The structure looks something like this:
- a header
- an array of bookmark locations
- an array of highlight start/end locations (pairs of #pdfloc tags)
- an array of notes (single #pdfloc tags)

Since the Kindle's reader app is Java, perhaps this uses Java serialization APIs to write/read these files and someone familiar with that might be able to make more sense of everything than I can.

But even without understanding it fully, you could probably at least extract bookmark locations and notes pretty easily with a script, and then (with more specialized PDF knowledge) have those results fed to a script to add them to the PDF's annotation layer so that Adobe Reader etc. could see them. It would also be useful to be able to create new .pdr's from scratch (i.e. so you could extract some of the PDF annotations and make them viewable/editable on Kindle).
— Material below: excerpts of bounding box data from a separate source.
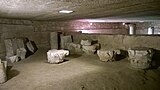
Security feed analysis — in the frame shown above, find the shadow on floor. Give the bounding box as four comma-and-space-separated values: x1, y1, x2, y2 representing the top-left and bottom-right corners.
7, 66, 20, 80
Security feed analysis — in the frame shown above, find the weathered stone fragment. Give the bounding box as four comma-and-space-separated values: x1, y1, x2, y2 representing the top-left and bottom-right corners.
0, 59, 7, 84
61, 35, 72, 49
82, 45, 96, 55
97, 49, 120, 62
6, 55, 19, 63
26, 41, 35, 53
128, 48, 153, 69
50, 32, 58, 49
81, 40, 91, 46
4, 39, 14, 56
66, 43, 83, 54
17, 48, 27, 59
47, 49, 69, 64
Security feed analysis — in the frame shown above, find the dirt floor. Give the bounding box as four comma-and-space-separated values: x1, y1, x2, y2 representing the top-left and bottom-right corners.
0, 49, 160, 90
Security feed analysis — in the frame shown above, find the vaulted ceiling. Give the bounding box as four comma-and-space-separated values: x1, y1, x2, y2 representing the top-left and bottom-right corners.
0, 0, 160, 20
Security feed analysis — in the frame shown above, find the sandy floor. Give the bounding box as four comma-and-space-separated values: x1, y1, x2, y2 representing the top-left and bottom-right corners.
0, 50, 160, 90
Note that whether you like this or not, Kindle will display overlaid PDF highlights and text/graphic annotations made with Adobe Reader/Acrobat etc. and show a 'sticky note' icon where there is a sticky note annotation - but these are all 'read only' and likely to remain that way. I don't think Amazon is motivated enough to do full and genuine PDF annotation support on Kindle. It might have been nice a couple of years ago, but now there is iPad and other tablets which will remain much more capable for PDF annotation even if Amazon added everything they could think of in terms of PDF features.


----------



## kindleuser (Nov 12, 2010)

Yes, indeed it looks feasible to reverse engineer the format and obtain the data.
Unfortunately, there does not seem to exist an official documentation by Amazon.
The more difficult part is likely to add the data to the PDF. But maybe there 
are libraries or tools around to do that.


----------



## NogDog (May 1, 2009)

kindleuser said:


> ...
> The more difficult part is likely to add the data to the PDF. But maybe there
> are libraries or tools around to do that.


PDFlib, perhaps?


----------



## NiLuJe (Jun 23, 2010)

Calibre (among other things) is using podofo (And poppler on the rendering side).


----------